Node = f$getsyi( "nodename" )
$ temp = F$CONTEXT ("PROCESS", ctx, "NODENAME", "node","EQL")

have a read of the help on f$context but if you specify "*" it will check all nodes for the process name you specified. For example if you check for the existence of a process called ABC on Node1 which doesn't exist on Node1 but the process exists on Node2 it will return that the process is found and return the pid using

$ pid = F$PID(ctx)

Not sure if this is happening in your case or not but something to keep in mind if you are using the DCL provided in a clustered environment
SDIH1
Frequent Advisor

Re: Circumstances f$context will not find an existing process


The check on all nodes is intentional.

The fear of checking the wrong process is definitely real on a lot of systems, but on this system there are about 3 users that have access to the command prompt, who are usually sitting within arm's length and have to pay
a lot of snacks if they mess up process names.

SDIH1
Frequent Advisor

Re: Circumstances f$context will not find an existing process

Hi,

I'm closing this thread, to summarize:

The problem was that after a submit a job took 22 seconds to actually start, causing the submitting batch job to fail.

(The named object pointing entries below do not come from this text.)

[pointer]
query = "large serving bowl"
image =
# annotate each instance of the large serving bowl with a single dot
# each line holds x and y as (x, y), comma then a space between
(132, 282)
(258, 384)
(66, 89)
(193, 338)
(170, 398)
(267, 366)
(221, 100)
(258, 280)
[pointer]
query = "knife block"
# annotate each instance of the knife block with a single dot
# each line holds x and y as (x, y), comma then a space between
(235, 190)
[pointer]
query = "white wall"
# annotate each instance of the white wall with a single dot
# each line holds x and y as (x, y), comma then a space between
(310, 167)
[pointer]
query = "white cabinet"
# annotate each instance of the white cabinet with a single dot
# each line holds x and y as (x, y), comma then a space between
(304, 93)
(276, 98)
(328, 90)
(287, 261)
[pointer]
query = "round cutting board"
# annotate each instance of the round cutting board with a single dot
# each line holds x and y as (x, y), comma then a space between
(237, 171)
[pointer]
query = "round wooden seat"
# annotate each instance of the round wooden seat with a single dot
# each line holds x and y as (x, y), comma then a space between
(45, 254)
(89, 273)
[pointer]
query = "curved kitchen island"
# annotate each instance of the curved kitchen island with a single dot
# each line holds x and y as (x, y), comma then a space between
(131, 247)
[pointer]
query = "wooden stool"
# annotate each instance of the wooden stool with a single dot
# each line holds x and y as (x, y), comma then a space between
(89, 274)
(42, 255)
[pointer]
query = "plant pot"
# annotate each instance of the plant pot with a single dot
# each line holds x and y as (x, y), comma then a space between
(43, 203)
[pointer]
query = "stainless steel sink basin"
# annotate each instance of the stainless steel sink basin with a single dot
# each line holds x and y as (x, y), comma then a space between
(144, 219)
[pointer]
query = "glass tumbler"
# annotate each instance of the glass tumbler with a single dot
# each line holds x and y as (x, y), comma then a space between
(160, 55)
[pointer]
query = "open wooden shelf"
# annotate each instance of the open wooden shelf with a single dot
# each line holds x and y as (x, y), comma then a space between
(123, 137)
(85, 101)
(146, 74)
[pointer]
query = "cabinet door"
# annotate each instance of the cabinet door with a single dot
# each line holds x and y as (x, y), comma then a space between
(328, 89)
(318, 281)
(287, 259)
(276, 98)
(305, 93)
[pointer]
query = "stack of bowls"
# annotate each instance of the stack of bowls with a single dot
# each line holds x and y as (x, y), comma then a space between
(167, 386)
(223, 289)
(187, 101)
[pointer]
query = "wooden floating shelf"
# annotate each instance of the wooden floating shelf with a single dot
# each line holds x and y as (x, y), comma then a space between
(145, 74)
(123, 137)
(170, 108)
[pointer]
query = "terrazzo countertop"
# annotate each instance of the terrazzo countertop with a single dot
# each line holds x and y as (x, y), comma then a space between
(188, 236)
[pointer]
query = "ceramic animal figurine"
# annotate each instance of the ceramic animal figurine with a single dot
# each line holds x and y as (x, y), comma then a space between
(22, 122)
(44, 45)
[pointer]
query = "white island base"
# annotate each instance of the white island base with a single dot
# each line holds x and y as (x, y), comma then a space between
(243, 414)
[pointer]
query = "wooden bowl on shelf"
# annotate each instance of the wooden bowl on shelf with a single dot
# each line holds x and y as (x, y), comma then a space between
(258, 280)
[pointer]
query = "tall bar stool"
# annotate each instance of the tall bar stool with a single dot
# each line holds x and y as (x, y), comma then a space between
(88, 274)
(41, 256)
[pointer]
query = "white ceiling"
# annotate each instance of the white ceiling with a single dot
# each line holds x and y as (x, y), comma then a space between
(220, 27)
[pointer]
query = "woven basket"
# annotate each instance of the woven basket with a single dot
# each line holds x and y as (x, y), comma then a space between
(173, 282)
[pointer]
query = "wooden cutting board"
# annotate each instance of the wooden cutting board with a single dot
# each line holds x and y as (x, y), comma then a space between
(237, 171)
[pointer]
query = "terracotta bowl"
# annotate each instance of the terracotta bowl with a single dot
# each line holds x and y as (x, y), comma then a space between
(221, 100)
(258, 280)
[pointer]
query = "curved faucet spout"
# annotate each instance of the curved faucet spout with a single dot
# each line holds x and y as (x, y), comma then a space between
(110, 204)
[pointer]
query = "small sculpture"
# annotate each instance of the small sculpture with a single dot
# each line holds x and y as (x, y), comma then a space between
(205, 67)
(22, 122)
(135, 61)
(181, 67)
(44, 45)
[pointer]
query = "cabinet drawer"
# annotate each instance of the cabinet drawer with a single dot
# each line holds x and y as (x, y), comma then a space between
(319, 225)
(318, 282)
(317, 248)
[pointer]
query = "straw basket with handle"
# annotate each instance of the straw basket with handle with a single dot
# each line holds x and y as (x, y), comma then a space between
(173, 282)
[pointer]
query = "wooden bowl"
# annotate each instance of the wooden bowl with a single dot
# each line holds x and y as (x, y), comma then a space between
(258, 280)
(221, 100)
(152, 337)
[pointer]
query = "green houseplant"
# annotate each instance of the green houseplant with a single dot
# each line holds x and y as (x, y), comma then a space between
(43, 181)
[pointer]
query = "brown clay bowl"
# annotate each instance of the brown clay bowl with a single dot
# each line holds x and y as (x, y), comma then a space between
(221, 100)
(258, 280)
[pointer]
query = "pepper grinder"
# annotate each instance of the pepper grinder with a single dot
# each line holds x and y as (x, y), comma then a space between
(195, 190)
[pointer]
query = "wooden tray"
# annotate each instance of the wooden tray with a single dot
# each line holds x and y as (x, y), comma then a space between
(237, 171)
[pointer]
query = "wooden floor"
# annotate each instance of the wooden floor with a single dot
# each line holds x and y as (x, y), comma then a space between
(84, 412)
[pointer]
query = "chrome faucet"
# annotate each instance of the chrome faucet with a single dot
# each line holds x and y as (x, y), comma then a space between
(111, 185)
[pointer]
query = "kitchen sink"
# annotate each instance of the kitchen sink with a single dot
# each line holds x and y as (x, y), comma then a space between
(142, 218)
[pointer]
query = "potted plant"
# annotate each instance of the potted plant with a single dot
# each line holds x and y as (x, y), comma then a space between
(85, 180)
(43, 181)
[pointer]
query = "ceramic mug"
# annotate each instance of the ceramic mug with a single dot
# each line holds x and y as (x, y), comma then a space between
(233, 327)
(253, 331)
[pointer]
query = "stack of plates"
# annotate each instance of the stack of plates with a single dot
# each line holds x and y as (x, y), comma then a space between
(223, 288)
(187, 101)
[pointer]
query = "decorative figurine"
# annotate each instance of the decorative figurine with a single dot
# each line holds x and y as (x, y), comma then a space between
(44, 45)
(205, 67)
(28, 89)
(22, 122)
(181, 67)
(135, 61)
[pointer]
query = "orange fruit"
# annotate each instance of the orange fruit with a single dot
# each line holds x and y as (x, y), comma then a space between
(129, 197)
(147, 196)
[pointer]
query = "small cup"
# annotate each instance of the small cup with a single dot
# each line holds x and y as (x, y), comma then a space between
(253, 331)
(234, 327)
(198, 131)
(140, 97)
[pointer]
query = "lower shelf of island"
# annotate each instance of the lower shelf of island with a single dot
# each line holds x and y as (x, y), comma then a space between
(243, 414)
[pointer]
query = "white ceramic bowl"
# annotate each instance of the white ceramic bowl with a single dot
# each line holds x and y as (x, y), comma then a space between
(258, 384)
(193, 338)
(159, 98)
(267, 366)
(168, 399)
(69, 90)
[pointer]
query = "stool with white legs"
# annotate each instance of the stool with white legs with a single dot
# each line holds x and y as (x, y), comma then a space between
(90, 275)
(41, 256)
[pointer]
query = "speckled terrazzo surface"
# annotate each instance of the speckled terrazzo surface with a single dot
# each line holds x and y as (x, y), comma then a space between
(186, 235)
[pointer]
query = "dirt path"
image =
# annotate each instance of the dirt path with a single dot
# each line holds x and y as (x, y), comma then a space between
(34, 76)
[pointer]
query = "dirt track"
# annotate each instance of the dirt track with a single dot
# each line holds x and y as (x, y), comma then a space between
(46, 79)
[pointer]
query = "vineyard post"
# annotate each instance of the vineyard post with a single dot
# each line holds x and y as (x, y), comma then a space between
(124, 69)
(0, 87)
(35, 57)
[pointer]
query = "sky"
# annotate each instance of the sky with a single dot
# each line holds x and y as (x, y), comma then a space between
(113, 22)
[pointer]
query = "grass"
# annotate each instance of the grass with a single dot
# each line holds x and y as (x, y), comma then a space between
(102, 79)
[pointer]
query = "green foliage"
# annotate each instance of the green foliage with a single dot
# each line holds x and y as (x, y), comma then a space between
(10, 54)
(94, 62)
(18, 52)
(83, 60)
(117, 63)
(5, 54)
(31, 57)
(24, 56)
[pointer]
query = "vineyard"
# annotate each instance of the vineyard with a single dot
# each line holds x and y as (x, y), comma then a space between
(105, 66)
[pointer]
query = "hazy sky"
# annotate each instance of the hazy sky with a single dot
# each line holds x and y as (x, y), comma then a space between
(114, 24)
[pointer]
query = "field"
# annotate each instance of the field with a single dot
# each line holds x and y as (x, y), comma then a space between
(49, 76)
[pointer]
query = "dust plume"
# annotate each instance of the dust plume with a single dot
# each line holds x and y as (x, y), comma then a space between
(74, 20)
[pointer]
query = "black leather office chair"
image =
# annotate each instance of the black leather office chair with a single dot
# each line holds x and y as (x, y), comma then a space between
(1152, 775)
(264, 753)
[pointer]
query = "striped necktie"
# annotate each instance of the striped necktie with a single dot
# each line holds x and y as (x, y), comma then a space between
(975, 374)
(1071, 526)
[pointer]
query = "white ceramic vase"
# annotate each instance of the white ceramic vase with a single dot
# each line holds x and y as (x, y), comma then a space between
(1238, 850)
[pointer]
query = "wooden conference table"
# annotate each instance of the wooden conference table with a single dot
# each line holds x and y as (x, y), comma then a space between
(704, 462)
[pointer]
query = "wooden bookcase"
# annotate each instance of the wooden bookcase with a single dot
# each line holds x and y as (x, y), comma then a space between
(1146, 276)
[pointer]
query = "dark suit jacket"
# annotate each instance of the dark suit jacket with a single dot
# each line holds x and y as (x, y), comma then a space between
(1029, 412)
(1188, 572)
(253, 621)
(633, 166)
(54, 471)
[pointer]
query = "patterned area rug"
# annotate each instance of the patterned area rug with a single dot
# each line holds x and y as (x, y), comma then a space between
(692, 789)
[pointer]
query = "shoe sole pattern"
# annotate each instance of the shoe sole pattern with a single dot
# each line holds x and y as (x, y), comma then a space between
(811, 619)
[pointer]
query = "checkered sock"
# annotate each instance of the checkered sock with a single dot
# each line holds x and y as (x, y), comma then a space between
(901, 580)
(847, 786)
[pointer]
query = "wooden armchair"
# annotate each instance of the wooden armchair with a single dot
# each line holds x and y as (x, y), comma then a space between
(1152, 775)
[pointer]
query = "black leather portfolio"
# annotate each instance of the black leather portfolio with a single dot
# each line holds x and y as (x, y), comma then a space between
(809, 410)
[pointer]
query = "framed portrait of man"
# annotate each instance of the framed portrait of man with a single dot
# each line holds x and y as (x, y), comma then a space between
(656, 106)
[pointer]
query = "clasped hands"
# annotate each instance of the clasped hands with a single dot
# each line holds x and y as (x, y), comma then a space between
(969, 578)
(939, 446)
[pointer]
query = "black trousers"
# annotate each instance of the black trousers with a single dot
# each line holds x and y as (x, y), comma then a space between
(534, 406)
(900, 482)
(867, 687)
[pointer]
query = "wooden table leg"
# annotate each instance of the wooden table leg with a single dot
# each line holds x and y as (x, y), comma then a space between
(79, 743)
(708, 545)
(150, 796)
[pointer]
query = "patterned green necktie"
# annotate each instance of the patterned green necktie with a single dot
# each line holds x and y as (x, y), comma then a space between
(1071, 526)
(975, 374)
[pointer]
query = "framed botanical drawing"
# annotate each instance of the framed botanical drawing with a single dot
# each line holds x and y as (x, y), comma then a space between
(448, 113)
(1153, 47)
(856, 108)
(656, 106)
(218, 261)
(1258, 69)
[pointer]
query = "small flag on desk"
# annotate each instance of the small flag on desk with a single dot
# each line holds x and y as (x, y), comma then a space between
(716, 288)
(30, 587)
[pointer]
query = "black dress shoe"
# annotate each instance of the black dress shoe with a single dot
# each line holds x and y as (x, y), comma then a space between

I was pointed out that this shouldn't be so much of a problem if different tools were used, or a different approach altogether and some of the tips were interesting and valuable, thanks.

Although 22 seconds is ridiculous in my view, the underlying problem is that process creation is asynchronous, and any tool that controls and monitors processes and doesn't take this in to account will fail one day.

DCL would have to change beyond recognition to be able to accomplish this easily, and writing DCL that tries to do this is difficult and error prone.